POST https://LOCATION_ID-aiplatform.googleapis.com/v1beta1/projects/PROJECT_ID/locations/LOCATION_ID/endpoints/ENDPOINT_ID:deployModel

Request JSON body:

{
  "deployedModel": {
    "model": "projects/PROJECT_ID/locations/LOCATION_ID/models/MODEL_ID",
    "rolloutOptions": {
      "previousDeployedModel": "PREVIOUS_DEPLOYED_MODEL",
      "maxUnavailableReplicas": "MAX_UNAVAILABLE_REPLICAS",
      "maxSurgeReplicas": "MAX_SURGE_REPLICAS"
    }
  }
}

To send your request, expand one of these options:

You should receive a successful status code (2xx) and an empty response.

If desired, you can replace maxSurgeReplicas and maxUnavailableReplicas, or both, with percentage values, as shown in the following example.

REST

Before using any of the request data, make the following replacements:

  • MAX_UNAVAILABLE_PERCENTAGE: The percentage of model replicas that can be taken down during the rolling deployment.
  • MAX_SURGE_PERCENTAGE: The percentage of additional model replicas that can be brought up during the rolling deployment. If this is set to zero, then only the existing capacity is used.

HTTP method and URL:

POST https://LOCATION_ID-aiplatform.googleapis.com/v1beta1/projects/PROJECT_ID/locations/LOCATION_ID/endpoints/ENDPOINT_ID:deployModel

Request JSON body:

{
  "deployedModel": {
    "model": "projects/PROJECT/locations/LOCATION_ID/models/MODEL_ID",
    "rolloutOptions": {
      "previousDeployedModel": "PREVIOUS_DEPLOYED_MODEL",
      "maxUnavailablePercentage": "MAX_UNAVAILABLE_PERCENTAGE",
      "maxSurgePercentage": "MAX_SURGE_PERCENTAGE"
    }
  }
}

To send your request, expand one of these options:

You should receive a successful status code (2xx) and an empty response.
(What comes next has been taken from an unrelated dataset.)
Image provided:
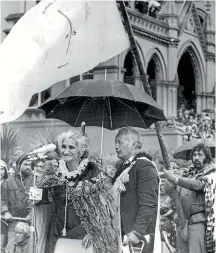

Roll back a rolling deployment

To roll back a rolling deployment, start a new rolling deployment of the previous model, using the ongoing rolling deployment's DeployedModel ID as the previousDeployedModel.

To get the DeployedModel ID for an ongoing deployment, set the parameter allDeploymentStates=true in the call to GetEndpoint, as shown in the following example.

REST

Before using any of the request data, make the following replacements:

  • LOCATION_ID: The region where you are using Vertex AI.
  • PROJECT_ID: Your project ID.
  • ENDPOINT_ID: The ID for the endpoint.

HTTP method and URL:

GET https://LOCATION_ID-aiplatform.googleapis.com/v1/projects/PROJECT_ID/locations/LOCATION_ID/endpoints/ENDPOINT_ID?allDeploymentStates=true

To send your request, expand one of these options:

You should receive a JSON response similar to the following:

{
  "name": "projects/PROJECT_ID/locations/LOCATION_ID/endpoints/ENDPOINT_ID",
  "displayName": "rolling-deployments-endpoint",
  "deployedModels": [
    {
      "id": "2718281828459045",
      "model": "projects/PROJECT_ID/locations/LOCATION_ID/models/MODEL_ID@1",
      "displayName": "rd-test-model",
      "createTime": "2024-09-11T21:37:48.522692Z",
      "dedicatedResources": {
        "machineSpec": {
          "machineType": "e2-standard-2"
        },
        "minReplicaCount": 5,
        "maxReplicaCount": 5
      },
      "modelVersionId": "1",
      "state": "BEING_DEPLOYED"
    }
  ],
  "etag": "AMEw9yMs3TdZMn8CUg-3DY3wS74bkIaTDQhqJ7-Ld_Zp7wgT8gsEfJlrCOyg67lr9dwn",
  "createTime": "2024-09-11T21:22:36.588538Z",
  "updateTime": "2024-09-11T21:27:28.563579Z",
  "dedicatedEndpointEnabled": true,
  "dedicatedEndpointDns": "ENDPOINT_ID.LOCATION_ID-PROJECT_ID.prediction.vertexai.goog"
}

Constraints and limitations

  • The previous DeployedModel must be on the same endpoint as the new DeployedModel.
  • You can't create multiple rolling deployments with the same previousDeployedModel.
  • You can't create rolling deployments on top of a DeployedModel that isn't fully deployed. Exception: If previousDeployedModel is itself an in-progress rolling deployment, then a new rolling deployment can be created on top of it. This allows for rolling back deployments that start to fail.
  • Previous models don't automatically undeploy after a rolling deployment completes successfully. You can undeploy the model manually.
  • For rolling deployments on shared public endpoints, the predictRoute and healthRoute for the new model must be the same as for the previous model.
  • Rolling deployments aren't compatible with model cohosting.
  • Rolling deployments can't be used for models that require online explanations.